In 1997, he and wife Daphne Maxwell Reid opened New Millennium Studios in Petersburg. "I was building a studio," he says. During that time came death in the family, cancer, and loss of money– "everything that could be thrown at you in a five-year period," he says. 

At age 59, the midlife crisis hit. "I did would any man would do," he says. "Flee."

And that will provide the basis for his next book, called Hotel Love's House, based on a photo he took in Brazil of "this wonderful sign," he says. "The irony is, it's a flophouse."

Reid lives in a different Virginia from the one in which he grew up, and he's proud of how far the state has come, although he believes the legislature could be doing more to attract filmmaking to Virginia.

"One of the reasons I succeeded in Hollywood," he says, "is whatever Hollywood threw at me, it paled in comparison to standing on a picket line with police with billy clubs and the Klan standing behind them– while we were singing 'We Shall Overcome.'"

And although a younger generation thinks of him as the beleaguered dad of twin teens in the long-running mid-1990s sit-com Sister Sister, he's at peace still being known as Venus Flytrap, more than a quarter century after playing that indelible role.

"It's part of who I am," says Reid. "I knew it could stick with me when I took the role.

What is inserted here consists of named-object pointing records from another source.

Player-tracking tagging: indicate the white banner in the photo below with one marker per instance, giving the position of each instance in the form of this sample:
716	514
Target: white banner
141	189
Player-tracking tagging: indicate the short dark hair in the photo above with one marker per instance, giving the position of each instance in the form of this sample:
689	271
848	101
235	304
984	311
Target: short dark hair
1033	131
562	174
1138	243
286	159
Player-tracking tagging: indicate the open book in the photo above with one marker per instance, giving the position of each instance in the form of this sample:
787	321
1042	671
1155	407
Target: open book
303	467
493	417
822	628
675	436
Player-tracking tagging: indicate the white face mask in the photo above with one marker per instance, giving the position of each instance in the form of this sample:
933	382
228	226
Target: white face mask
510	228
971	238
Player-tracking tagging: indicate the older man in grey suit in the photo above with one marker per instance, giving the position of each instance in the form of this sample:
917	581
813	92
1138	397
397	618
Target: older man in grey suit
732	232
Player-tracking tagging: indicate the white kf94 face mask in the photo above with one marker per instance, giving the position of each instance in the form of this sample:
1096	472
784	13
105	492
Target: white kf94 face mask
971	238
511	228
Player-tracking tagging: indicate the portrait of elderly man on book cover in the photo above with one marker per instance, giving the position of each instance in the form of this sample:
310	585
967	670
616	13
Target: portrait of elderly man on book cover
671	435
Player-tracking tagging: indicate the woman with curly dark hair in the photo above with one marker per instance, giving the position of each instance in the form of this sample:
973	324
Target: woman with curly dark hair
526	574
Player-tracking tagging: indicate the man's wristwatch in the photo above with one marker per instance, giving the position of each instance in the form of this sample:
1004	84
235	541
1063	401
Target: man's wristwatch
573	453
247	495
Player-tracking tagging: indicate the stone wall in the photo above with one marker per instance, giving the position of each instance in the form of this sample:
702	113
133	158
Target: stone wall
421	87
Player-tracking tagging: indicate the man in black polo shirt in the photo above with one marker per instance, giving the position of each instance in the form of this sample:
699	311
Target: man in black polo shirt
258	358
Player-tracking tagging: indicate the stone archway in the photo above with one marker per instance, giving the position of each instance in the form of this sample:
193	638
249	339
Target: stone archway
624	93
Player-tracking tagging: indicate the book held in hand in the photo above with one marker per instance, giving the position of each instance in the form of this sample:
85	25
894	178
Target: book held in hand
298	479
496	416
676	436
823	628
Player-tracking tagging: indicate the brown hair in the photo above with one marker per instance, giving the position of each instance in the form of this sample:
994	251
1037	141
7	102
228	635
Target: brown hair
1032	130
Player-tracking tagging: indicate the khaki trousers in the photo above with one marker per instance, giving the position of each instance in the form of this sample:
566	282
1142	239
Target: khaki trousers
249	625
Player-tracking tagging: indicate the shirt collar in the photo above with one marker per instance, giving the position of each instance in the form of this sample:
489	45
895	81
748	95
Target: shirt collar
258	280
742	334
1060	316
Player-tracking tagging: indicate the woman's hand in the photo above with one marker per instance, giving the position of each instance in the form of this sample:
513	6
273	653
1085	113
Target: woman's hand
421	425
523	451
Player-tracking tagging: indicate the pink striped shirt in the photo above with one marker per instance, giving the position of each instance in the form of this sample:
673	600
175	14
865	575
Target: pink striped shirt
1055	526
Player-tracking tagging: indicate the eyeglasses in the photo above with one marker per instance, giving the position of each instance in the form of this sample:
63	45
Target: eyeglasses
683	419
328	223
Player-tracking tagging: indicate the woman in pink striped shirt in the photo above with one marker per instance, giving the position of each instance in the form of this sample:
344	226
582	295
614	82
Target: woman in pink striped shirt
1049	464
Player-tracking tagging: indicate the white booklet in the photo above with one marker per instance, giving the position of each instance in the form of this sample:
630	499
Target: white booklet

But it got me on TV in front of America."


Tim Reid will appear at Culbreth Theatre at 2pm Saturday, March 21, host the Authors Reception at 6pm March 21 at the Harrison Institute/Small Special Collections (tickets $35), and sign books at 3pm Sunday, March 22, at Barnes & Noble.

Age:  64

What do you like best about Charlottesville? The relaxed life style.

Least? The rapid growth and loss of the relaxed life style

Favorite hangout here? Barnes & Noble and the Downtown Mall

Most overrated virtue? Its relaxed lifestyle 

People would be surprised to know about you: I sold my Mercedes and bought a tractor. I loved my tractor.

What would you change about yourself? I'd do better with what natural gifts I have to work with.

Proudest accomplishment? Becoming a sculptor.

People find most annoying about you: My outspoken nature

Whom do you admire? Anyone who dares to dream and has enough passion to proceed

Favorite book?  James Hillman's The Force of Character

Subject that causes you to rant? The current mediocrity of TV programming. I dislike all reality shows, well, with the exception of America's Next Top Model. 

Biggest 21st-century thrill? The election of President Obama

Biggest 21st-century creep out? The election of G.W. Bush

What do you drive? I avoid driving like the plague.

In your car CD player right now: Make that my iPod, and I would say: the soundtrack from the film, Cadillac Records.

Next journey? To Korea, Guam, and Japan to visit our troops. I don't think enough black entertainers go over to visit with our young men and women in the military.

Most trouble you've ever gotten in? I can't say...I'm not sure the statute of limitations has run out. 

Regret: That I didn't enjoy my victories as much as I suffered through my losses.

Favorite comfort food: Anything Italian

Always in your refrigerator: Beer

Must-see TV: America's Next Top Model...hey, I like looking at beautiful women.

Describe a perfect day. A great breakfast, a good workout, my hands in clay, production work on a documentary, a nice dinner with wine (Brunello 2001), loving intimacy with my wife, watching Jon Stewart, a few pages of a good book, a restful sleep.

Walter Mitty fantasy: That I am a successful singer

Who'd play you in the movie? A younger me

Most embarrassing moment? Standing dumbfounded and without the ability to speak in front of the beautiful actress, Nancy Kwan, who was my first movie star crush.

Best advice you ever got? "If you can fake sincerity, you've got it made."

Favorite bumper sticker? I don't brake for S#*T!